While efficiency is important for healthy progress in society and a lack of pressure leads to complacency and stagnation, it's possible to go to extremes in either direction and I'd say weve crossed that point as a society on the productivity push. Some amount of leisure and excess are needed for human happiness. We see this everywhere, "does X, fast, cheap, best."
To be honest, I think this bit of fashion is just a pendulum that swings back and forth every decade or two.
One curious thing I noticed on the swing back in the opposite direction around the early 90s (when many logos changed from circles and constant-width strokes to ellipses and more 'stressed' letters): the new logos somehow seemed to me to be "cleaner" than the previous ones, even though that's also what I'd felt when things were going the other way.
Sure.
If you don't like the way you are treated in your organization today in an open office, you probably wouldn't like the way you are treated in one with cubicles.
Cubicle environments could be soul crushing (see the movie Office Space). They offer a bit of privacy, but noise, interruptions, a boss peering over your back at your screen unannounced could all still interrupt flow and focused work.
EDIT - Yeah. I have a certain fondness for Kai’s. But I had time to get used to them. It’s one UI in a thousand where I have time to get bedded in with it’s quirks. For all the rest - be boring.
So, it's not exactly form over function (besides thought into form is necessary for function - you can have a real world lever that is e.g. thin and crooked and it will still function as a lever, but a good lever also has good form -- e.g. be designed to have a good grip).
It's "design ideology and novelty for some manager's sake" over form and function.
I have to agree with this sentiment. I loved KPT, but that was more for the "adventure" aspect. I actually had difficulty using a lot of functions (don't ask me to remember which ones).
It's frustrating, designing innovative UI that also follows convention. It's a joy, when it works.
I have this iOS widget that I wrote[0]. It's really, really cool. Works a charm, and is easy to implement.
But I keep on not using it in my projects. It's too "in your face." I think that UI needs to get the hell out of the way, and just let the user do what they want to do.
I have a couple of more, more conventional widgets, that I use all the time[1], [2].
KPT was "in your face," like no other UI I have ever experienced.
[0] https://riftvalleysoftware.com/work/open-source-projects/#RV...
[1] https://riftvalleysoftware.com/work/open-source-projects/#RV...
[2] https://riftvalleysoftware.com/work/open-source-projects/#RV...
The Apple Pencil, and the iPad Pro (esp. the latest of each), is awesome. They did a really good job on that.

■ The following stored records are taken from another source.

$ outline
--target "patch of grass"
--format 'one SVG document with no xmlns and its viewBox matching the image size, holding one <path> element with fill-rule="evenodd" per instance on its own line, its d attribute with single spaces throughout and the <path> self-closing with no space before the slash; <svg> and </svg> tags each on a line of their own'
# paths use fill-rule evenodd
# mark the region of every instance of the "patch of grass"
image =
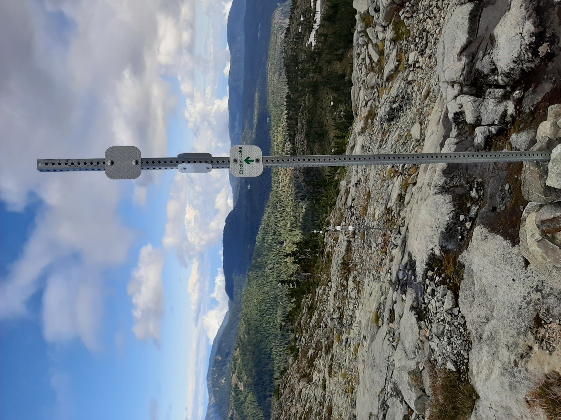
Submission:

I don't use ProCreate, but that's mostly because I'm not really that kind of graphic designer.
I remember looking at "paintbox" tools for video effects, in the 1970s. We've come a long, long way, and real artists have some really nice tools at their disposal.

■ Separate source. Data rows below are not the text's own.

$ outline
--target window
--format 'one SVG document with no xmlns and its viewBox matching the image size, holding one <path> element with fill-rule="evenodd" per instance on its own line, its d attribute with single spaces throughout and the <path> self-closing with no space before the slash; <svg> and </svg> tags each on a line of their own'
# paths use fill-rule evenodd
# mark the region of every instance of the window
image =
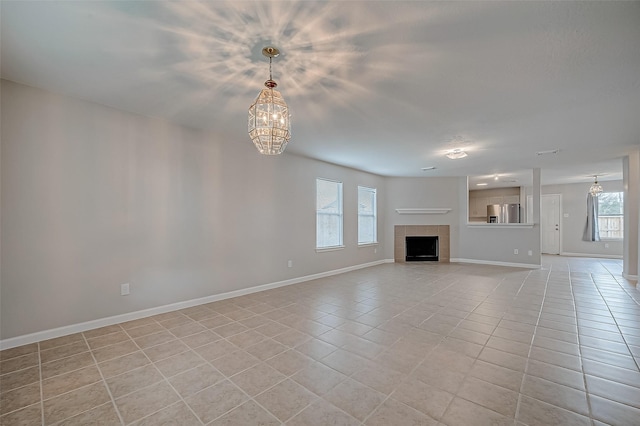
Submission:
<svg viewBox="0 0 640 426">
<path fill-rule="evenodd" d="M 342 247 L 342 182 L 316 179 L 316 247 Z"/>
<path fill-rule="evenodd" d="M 376 189 L 358 187 L 358 244 L 378 242 Z"/>
<path fill-rule="evenodd" d="M 622 239 L 624 231 L 624 193 L 603 192 L 598 195 L 600 238 Z"/>
</svg>

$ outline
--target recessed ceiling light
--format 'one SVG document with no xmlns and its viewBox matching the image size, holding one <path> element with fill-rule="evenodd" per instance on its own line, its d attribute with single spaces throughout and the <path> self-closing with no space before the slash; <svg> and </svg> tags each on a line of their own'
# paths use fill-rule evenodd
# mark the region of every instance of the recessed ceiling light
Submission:
<svg viewBox="0 0 640 426">
<path fill-rule="evenodd" d="M 447 158 L 451 159 L 451 160 L 458 160 L 460 158 L 464 158 L 467 156 L 467 153 L 464 152 L 463 150 L 461 150 L 460 148 L 454 149 L 452 151 L 449 151 L 445 154 L 447 156 Z"/>
<path fill-rule="evenodd" d="M 560 150 L 559 149 L 550 149 L 548 151 L 538 151 L 536 152 L 536 155 L 549 155 L 549 154 L 557 154 L 559 153 Z"/>
</svg>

Because parent mention Apps were the problem? Or is it more like Apps designed for Apple Pencil will be the future? Not mouse and keyboard?
I also feel that an ‘Ink-Board’ should replace the trackpad as we know it. Basically an E-Ink tablet that serves as a stylus, pointer and control input. So that we’re not limited to discrete inputs (as opposed to analogue inputs).

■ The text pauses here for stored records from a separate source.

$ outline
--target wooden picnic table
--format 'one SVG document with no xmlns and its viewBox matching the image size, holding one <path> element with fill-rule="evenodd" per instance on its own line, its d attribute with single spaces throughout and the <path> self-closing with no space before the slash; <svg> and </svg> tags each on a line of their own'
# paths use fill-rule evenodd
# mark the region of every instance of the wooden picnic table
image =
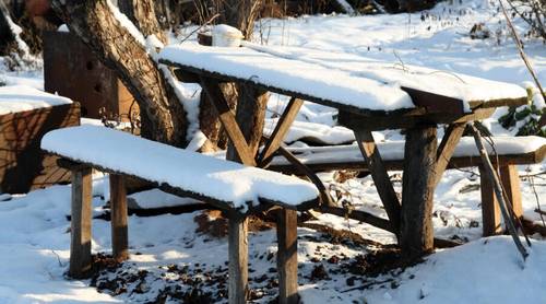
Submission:
<svg viewBox="0 0 546 304">
<path fill-rule="evenodd" d="M 168 46 L 159 57 L 162 63 L 182 70 L 182 81 L 202 85 L 239 159 L 248 165 L 266 166 L 277 151 L 293 157 L 280 148 L 304 101 L 337 108 L 339 122 L 354 131 L 392 231 L 411 257 L 434 248 L 434 191 L 466 122 L 527 101 L 525 90 L 514 84 L 351 54 L 244 43 L 240 48 Z M 221 82 L 292 97 L 259 155 L 250 152 L 218 87 Z M 439 124 L 448 128 L 438 145 Z M 406 135 L 402 201 L 371 135 L 385 129 L 404 129 Z M 297 160 L 292 161 L 305 171 Z M 328 201 L 323 197 L 323 203 Z"/>
</svg>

And you can ofcourse create beautiful works of art with it. But in terms of usage, it’s all the same.
Now if you are lucky you got yourself a Cintiq or maybe Surface Studio edition, giving you a hands on experience.
When it comes interfacing though, I feel we haven’t really explored much. Someone here mentioned KAI power tools, which was quite intuitive and fun to use.
I just wish for more types of computing/interfacing and use of screen and see some creativity in this field.
An Ink-board does sounds interesting though!